All lovers of freedom of expression must be grateful to the Television and Entertainment Licensing Authority (TELA) for the hilarious way in which it goes about its work.
I do not personally approve of censorship, generally speaking. But if there must be censorship let us by all means have it done by the bunch of boneheads responsible for Friday's story in the South China Morning Post about the Internet blacklist.
It seems that some local Internet service providers - the people who for a small fee will connect your domestic computer to a local tendril of the World-Wide Web - are in the habit of offering a discount for students.
Some of them - or, I suspect, one of them - asked the authority if it had a list of sites which were 'unsuitable for children'. I am not sure whether the service providers can differentiate between their student subscribers and the rest. I wonder whether having 'blocked' the unsuitable sites from young beholders they would still be accessible to adults.

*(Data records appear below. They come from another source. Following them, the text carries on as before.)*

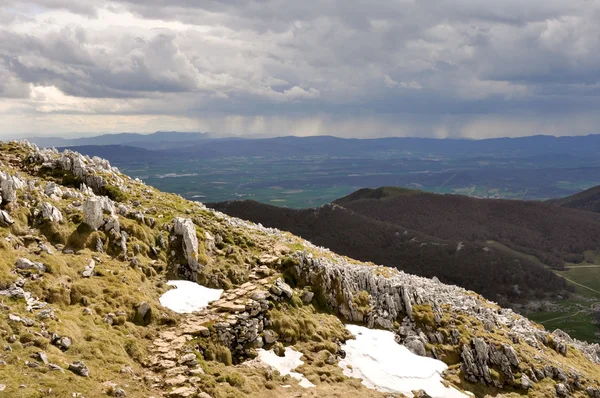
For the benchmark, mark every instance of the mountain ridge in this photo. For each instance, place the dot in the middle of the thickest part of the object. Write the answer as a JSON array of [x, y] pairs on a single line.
[[587, 200]]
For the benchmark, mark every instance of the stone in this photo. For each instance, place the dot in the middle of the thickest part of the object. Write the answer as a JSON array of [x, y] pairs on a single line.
[[270, 336], [79, 368], [143, 314], [5, 219], [185, 228], [286, 290], [89, 269], [24, 263], [51, 213], [415, 345], [92, 213], [182, 392], [42, 357], [526, 383], [61, 342], [9, 186], [562, 390], [53, 366], [176, 381], [421, 394], [188, 359], [307, 297], [53, 190]]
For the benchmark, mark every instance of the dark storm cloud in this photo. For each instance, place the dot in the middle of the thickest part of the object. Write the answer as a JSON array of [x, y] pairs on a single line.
[[428, 58]]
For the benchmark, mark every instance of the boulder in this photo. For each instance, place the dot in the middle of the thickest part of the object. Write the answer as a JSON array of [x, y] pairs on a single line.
[[5, 219], [89, 269], [51, 213], [79, 368], [9, 186], [23, 263], [53, 190], [307, 297], [185, 228], [143, 314], [92, 213]]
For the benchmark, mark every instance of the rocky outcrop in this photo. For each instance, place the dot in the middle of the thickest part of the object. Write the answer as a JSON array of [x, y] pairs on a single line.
[[9, 185], [51, 213], [184, 239], [6, 219], [421, 306]]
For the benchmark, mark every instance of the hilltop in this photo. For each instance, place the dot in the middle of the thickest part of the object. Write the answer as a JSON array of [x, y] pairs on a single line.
[[87, 255]]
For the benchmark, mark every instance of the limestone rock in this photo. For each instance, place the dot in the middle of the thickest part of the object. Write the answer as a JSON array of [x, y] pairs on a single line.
[[89, 269], [23, 263], [79, 368], [307, 297], [185, 228], [526, 383], [143, 314], [5, 219], [92, 213], [51, 213], [562, 390]]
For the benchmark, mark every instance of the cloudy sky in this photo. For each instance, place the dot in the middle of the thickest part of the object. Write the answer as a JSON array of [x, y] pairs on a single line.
[[469, 68]]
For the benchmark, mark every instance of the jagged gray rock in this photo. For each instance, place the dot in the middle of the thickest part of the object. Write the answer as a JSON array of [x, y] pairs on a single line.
[[79, 368], [92, 213], [5, 218], [89, 269], [184, 227], [51, 213], [143, 314]]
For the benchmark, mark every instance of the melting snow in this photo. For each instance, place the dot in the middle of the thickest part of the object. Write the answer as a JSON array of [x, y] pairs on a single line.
[[387, 366], [188, 297], [286, 364]]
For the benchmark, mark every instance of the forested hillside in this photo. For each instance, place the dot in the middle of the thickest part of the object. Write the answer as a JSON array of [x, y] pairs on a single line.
[[587, 200], [497, 274]]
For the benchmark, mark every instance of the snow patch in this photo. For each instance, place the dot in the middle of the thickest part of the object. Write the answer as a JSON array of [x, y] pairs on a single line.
[[286, 364], [387, 366], [188, 297]]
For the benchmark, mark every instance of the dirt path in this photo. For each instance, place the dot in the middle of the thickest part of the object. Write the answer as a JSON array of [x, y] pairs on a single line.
[[172, 365]]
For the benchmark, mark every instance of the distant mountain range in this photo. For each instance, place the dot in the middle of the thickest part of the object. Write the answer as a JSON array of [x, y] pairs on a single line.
[[495, 247], [158, 140]]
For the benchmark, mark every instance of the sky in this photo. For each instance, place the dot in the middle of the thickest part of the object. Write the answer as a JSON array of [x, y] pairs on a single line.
[[350, 68]]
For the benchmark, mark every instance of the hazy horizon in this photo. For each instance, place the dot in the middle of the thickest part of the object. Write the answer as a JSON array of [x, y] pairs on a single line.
[[472, 69]]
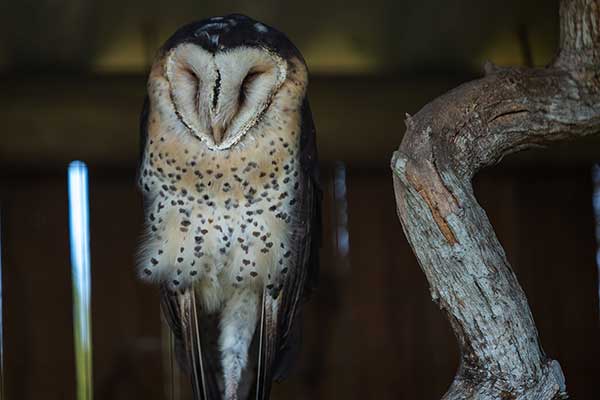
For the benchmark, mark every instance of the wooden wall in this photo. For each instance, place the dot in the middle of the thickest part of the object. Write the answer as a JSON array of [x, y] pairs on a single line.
[[371, 332]]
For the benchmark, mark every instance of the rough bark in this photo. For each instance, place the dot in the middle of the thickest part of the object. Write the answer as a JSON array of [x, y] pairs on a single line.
[[446, 143]]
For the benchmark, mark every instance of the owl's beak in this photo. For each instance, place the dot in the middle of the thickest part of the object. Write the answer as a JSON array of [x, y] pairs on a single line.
[[218, 132]]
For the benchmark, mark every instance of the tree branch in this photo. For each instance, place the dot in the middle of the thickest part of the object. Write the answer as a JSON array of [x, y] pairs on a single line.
[[446, 143]]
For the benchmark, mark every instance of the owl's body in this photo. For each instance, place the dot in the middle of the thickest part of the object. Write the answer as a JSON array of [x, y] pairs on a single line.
[[231, 199]]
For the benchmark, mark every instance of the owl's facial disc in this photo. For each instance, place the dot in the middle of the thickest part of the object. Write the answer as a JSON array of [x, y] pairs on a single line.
[[221, 96]]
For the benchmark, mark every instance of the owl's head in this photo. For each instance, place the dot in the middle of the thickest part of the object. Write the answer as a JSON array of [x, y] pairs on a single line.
[[223, 74]]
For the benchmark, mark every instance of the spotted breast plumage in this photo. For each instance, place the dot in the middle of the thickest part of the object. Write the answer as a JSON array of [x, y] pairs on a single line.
[[229, 176]]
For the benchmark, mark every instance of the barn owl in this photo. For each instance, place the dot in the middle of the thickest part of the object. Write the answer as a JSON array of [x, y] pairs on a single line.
[[229, 176]]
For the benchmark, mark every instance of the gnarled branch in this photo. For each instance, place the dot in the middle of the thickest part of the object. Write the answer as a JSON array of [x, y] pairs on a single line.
[[446, 143]]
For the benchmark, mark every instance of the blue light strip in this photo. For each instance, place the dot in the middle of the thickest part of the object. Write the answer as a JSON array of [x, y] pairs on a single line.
[[1, 319], [80, 263], [341, 215]]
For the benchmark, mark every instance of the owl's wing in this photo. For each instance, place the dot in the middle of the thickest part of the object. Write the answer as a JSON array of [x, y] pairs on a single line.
[[280, 326], [182, 312]]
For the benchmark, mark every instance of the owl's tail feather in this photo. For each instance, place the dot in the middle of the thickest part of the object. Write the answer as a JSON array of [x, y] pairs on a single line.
[[183, 313], [267, 350]]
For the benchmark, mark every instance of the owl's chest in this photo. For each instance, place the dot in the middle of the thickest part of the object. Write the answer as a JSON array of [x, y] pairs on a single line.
[[215, 211]]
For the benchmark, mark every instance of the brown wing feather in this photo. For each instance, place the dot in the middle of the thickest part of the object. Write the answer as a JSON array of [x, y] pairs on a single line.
[[280, 327], [181, 311]]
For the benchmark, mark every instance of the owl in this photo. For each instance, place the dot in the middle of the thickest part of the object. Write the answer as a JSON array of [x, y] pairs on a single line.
[[229, 176]]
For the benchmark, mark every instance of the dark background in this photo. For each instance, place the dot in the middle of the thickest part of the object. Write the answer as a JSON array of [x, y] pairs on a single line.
[[73, 78]]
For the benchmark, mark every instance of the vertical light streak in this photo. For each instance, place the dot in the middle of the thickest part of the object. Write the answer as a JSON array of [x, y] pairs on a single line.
[[341, 214], [80, 267], [1, 318], [596, 204]]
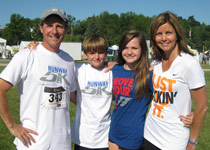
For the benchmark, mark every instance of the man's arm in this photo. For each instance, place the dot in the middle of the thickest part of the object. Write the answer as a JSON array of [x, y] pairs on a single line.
[[15, 129], [200, 97]]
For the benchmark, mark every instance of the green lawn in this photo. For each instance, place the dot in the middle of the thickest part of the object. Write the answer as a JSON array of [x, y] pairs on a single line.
[[6, 138]]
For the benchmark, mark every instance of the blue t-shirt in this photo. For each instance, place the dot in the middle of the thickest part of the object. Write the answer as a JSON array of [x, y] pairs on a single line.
[[128, 117]]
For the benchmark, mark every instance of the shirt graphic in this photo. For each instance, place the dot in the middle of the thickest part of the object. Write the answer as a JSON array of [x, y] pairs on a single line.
[[55, 74], [163, 94], [122, 86], [96, 88]]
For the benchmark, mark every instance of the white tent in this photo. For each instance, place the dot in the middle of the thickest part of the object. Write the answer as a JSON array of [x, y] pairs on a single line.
[[3, 47]]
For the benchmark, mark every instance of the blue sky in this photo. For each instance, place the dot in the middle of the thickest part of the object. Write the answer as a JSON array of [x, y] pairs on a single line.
[[82, 9]]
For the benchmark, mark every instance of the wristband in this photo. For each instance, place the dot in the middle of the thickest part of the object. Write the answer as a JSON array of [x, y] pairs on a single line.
[[193, 143]]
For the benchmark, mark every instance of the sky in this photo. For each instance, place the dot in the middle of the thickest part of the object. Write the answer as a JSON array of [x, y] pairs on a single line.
[[82, 9]]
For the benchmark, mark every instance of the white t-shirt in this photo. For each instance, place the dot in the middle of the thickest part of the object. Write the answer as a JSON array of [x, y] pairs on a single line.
[[94, 96], [45, 80], [172, 98]]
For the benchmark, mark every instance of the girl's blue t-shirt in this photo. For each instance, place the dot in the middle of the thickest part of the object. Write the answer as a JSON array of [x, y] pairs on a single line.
[[128, 117]]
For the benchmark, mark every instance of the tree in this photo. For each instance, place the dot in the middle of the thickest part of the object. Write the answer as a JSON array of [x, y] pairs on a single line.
[[17, 30], [93, 27]]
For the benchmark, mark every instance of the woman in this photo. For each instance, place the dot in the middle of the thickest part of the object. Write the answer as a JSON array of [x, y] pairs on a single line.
[[177, 76]]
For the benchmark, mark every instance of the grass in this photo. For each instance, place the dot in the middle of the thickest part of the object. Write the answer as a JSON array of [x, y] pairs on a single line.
[[6, 139]]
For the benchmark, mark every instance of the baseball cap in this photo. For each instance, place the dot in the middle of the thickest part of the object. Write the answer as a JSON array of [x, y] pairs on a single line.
[[54, 11]]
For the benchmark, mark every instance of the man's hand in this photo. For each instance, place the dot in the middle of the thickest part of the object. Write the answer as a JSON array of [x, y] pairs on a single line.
[[32, 45], [187, 120], [23, 134]]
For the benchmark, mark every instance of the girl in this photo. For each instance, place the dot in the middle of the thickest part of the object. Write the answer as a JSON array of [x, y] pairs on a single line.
[[132, 89]]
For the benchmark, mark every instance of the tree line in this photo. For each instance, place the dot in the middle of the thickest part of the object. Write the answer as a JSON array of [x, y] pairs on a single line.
[[111, 26]]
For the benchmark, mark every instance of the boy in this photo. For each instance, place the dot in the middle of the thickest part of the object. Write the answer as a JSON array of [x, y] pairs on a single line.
[[93, 97]]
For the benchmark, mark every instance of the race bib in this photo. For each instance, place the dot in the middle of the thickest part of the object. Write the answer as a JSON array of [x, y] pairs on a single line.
[[54, 98]]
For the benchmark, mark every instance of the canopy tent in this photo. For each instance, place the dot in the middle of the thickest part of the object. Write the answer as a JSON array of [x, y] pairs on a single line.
[[3, 47]]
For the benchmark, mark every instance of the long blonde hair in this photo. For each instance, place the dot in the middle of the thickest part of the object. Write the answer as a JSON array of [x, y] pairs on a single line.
[[141, 69]]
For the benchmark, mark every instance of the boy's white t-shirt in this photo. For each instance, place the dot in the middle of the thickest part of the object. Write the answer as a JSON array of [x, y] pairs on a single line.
[[94, 97], [44, 80], [172, 99]]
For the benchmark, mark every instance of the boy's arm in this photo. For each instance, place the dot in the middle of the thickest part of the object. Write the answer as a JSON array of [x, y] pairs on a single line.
[[15, 129], [73, 97]]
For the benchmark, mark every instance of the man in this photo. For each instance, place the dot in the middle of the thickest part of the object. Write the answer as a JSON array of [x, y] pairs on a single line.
[[45, 78]]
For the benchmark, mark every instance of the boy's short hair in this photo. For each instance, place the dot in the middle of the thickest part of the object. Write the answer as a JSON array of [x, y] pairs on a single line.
[[95, 43]]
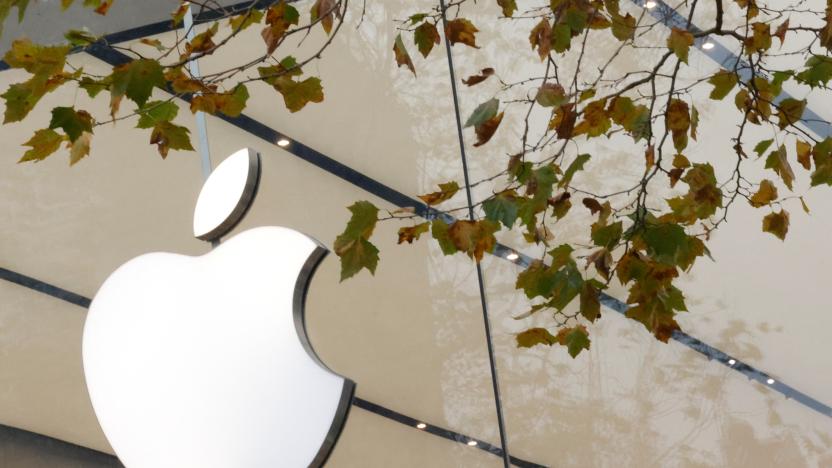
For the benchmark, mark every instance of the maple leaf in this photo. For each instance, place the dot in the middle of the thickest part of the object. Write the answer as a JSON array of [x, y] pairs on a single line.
[[279, 18], [135, 80], [425, 37], [410, 233], [533, 337], [777, 224], [474, 238], [576, 339], [167, 136], [401, 55], [43, 144], [353, 246], [766, 194], [486, 129], [479, 78]]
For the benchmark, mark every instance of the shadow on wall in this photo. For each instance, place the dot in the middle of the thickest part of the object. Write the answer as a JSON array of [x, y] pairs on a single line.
[[23, 449]]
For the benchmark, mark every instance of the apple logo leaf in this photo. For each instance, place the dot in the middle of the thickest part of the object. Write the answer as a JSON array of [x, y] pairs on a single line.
[[205, 361]]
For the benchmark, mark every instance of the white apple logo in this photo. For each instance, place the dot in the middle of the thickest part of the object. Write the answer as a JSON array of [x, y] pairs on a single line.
[[204, 361]]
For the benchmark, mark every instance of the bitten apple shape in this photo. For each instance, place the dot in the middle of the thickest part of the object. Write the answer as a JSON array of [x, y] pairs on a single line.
[[204, 361]]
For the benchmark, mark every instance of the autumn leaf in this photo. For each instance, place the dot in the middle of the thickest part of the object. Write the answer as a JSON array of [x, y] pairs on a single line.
[[167, 136], [410, 233], [502, 207], [353, 245], [243, 21], [679, 42], [766, 194], [80, 148], [135, 80], [230, 104], [804, 153], [576, 339], [155, 112], [540, 38], [479, 78], [474, 238], [575, 166], [777, 224], [778, 163], [461, 31], [401, 55], [425, 37], [486, 129], [445, 193], [43, 144], [790, 111], [508, 6], [72, 122], [533, 337], [483, 113], [551, 95]]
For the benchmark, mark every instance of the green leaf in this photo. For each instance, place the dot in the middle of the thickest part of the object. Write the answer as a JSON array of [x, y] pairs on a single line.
[[508, 6], [425, 37], [723, 83], [410, 233], [155, 112], [535, 336], [353, 246], [167, 136], [762, 147], [502, 207], [43, 144], [679, 42], [577, 165], [72, 122], [576, 339], [484, 112], [439, 231], [135, 80], [401, 55], [777, 224], [818, 71], [462, 31], [607, 236], [79, 38]]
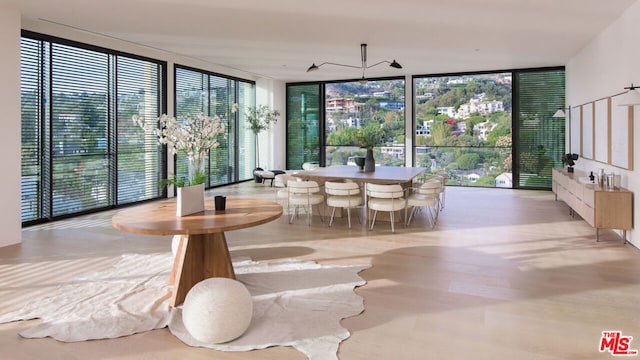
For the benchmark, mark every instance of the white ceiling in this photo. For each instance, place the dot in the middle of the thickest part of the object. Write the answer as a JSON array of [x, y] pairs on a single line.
[[279, 39]]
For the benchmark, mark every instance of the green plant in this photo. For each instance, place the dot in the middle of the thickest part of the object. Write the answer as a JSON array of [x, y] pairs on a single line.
[[260, 118], [369, 136], [199, 178]]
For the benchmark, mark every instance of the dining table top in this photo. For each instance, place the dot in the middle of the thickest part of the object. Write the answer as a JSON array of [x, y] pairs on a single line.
[[381, 175], [159, 217]]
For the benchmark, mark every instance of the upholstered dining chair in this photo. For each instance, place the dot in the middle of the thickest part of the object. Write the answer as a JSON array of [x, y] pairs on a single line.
[[425, 196], [344, 195], [389, 198], [305, 194]]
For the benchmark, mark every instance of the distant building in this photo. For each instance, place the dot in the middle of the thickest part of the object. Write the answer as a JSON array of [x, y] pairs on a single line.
[[476, 106], [504, 180], [349, 106], [483, 129]]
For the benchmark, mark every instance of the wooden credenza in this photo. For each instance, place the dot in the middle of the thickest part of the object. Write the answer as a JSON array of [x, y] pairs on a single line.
[[600, 208]]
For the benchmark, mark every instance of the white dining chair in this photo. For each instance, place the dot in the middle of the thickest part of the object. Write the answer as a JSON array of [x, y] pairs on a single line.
[[345, 195], [426, 196], [389, 198], [305, 194]]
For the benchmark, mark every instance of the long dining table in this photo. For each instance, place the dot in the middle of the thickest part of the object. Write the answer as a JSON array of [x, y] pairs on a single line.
[[382, 175]]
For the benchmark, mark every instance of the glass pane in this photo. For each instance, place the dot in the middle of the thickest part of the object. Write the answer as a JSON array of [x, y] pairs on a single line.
[[463, 126], [139, 155], [540, 143], [303, 125], [191, 99], [221, 94], [79, 106], [352, 105]]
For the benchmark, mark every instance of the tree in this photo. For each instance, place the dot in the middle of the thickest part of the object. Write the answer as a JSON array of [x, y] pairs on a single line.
[[468, 161]]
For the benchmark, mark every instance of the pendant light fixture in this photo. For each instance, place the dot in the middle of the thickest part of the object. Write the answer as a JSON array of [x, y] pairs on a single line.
[[630, 97], [363, 66]]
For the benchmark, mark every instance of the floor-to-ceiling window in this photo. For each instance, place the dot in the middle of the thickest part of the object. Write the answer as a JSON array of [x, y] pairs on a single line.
[[490, 129], [350, 106], [199, 91], [540, 138], [303, 124], [80, 149], [463, 126]]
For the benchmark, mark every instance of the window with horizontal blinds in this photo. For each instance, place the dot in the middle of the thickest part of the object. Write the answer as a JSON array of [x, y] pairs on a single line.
[[213, 94], [140, 158], [303, 124], [32, 145], [540, 138], [222, 159], [80, 149], [246, 138]]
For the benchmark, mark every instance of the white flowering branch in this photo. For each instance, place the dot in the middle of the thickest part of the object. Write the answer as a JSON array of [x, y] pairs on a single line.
[[193, 136]]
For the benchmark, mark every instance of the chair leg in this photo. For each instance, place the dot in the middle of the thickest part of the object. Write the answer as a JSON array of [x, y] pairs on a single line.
[[373, 221], [392, 221]]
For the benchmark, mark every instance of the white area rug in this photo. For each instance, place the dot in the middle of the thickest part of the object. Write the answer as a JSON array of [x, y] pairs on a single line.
[[296, 303]]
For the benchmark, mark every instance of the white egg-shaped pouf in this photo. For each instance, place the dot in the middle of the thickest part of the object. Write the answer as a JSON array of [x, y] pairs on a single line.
[[217, 310]]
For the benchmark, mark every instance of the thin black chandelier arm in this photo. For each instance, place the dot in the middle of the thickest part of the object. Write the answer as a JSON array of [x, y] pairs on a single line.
[[330, 63], [378, 63]]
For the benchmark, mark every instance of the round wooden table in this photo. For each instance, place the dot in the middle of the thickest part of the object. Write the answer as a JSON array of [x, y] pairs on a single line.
[[202, 252]]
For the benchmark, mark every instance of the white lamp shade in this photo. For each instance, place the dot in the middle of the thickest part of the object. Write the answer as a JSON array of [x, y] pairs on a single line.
[[630, 98], [559, 113]]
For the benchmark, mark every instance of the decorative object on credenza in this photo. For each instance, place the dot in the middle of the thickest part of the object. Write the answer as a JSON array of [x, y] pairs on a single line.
[[260, 118], [368, 137], [133, 297], [217, 310], [359, 160], [220, 202], [570, 161]]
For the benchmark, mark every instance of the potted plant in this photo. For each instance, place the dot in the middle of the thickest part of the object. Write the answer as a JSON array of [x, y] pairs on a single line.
[[367, 138], [570, 160], [195, 137], [260, 118]]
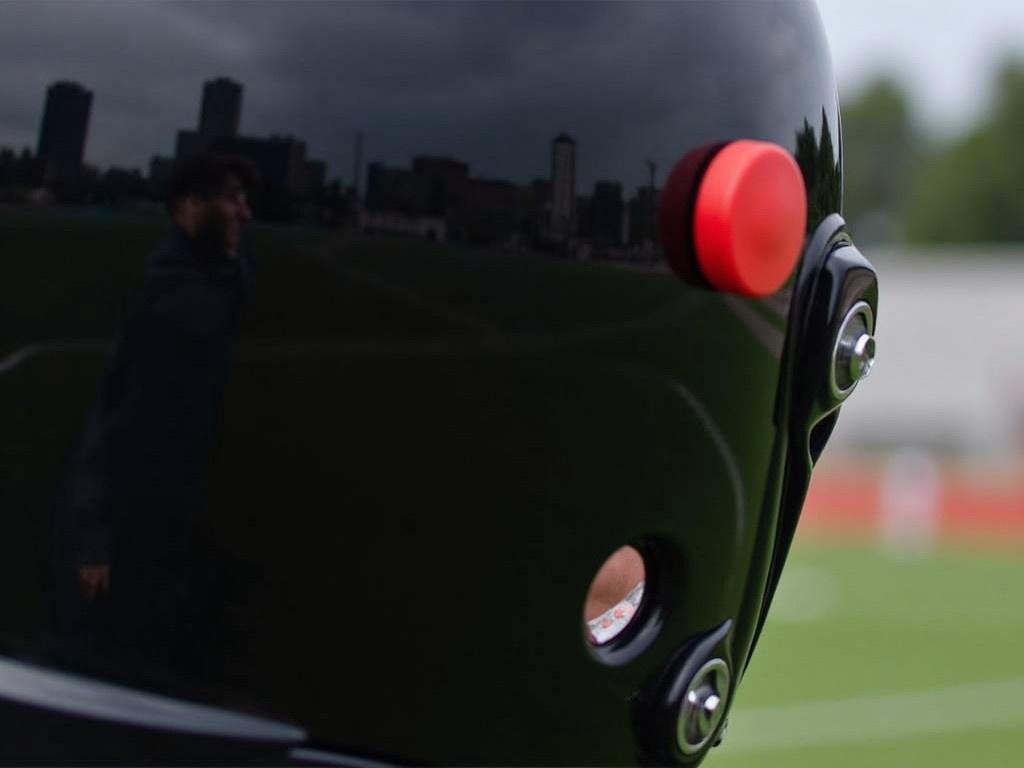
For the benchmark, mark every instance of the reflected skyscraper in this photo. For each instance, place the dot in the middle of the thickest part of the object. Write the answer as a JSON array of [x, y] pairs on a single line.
[[562, 184], [221, 110], [66, 125]]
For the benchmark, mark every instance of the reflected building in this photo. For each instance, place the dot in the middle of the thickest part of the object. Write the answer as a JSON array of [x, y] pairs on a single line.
[[563, 184], [643, 217], [606, 212], [66, 125], [220, 112]]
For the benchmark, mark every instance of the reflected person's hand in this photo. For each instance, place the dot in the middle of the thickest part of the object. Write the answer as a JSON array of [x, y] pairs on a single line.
[[94, 580]]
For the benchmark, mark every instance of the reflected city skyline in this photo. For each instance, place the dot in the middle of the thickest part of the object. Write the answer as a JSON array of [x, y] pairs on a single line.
[[436, 198]]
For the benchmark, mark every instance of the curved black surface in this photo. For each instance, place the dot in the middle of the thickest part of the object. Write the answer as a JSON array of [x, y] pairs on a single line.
[[384, 520]]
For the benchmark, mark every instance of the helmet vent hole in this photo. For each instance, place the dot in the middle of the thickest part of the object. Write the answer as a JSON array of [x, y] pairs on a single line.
[[614, 596]]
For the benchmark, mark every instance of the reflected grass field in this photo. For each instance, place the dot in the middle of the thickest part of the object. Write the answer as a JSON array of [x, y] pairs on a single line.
[[871, 657]]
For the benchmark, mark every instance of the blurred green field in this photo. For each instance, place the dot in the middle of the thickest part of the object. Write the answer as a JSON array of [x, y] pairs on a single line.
[[875, 658], [867, 658]]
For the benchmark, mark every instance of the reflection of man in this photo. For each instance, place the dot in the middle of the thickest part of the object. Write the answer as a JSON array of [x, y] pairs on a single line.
[[125, 516]]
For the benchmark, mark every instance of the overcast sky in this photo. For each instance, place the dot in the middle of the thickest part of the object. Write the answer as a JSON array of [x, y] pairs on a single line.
[[130, 52], [944, 50]]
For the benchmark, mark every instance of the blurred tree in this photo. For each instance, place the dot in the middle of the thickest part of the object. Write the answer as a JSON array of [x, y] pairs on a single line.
[[882, 150], [972, 189]]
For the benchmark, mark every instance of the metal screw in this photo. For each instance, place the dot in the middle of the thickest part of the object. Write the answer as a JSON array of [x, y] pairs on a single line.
[[853, 352], [702, 707], [862, 357]]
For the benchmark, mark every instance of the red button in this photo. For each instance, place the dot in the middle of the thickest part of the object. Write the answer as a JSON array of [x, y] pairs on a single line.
[[750, 218]]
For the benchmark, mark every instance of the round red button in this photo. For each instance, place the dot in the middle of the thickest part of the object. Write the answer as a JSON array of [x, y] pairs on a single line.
[[750, 218]]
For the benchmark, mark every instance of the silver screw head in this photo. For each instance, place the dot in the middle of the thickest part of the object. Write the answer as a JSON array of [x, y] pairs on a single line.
[[853, 350], [862, 356], [702, 707]]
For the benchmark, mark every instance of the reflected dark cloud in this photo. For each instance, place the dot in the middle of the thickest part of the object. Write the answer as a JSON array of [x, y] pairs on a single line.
[[416, 78]]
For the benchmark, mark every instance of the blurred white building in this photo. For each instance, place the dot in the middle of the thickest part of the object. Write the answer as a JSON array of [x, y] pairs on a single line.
[[949, 374]]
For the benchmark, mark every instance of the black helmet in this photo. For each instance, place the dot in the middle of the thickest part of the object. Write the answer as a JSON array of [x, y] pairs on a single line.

Still, whatever the position about this, it is a pity that Internet service providers should invite official intervention of this kind. Today's voluntary advice easily becomes tomorrow's compulsory index of forbidden topics. Technically literate computer buffs should find it very easy to compile a list of objectionable sites for themselves.
Having been invited to supply a blacklist, the licensing authority could have replied that this was none of its business. I do not believe there is anything in the authority's terms of reference which requires it to provide advice of this kind to private businesses at the taxpayer's expense.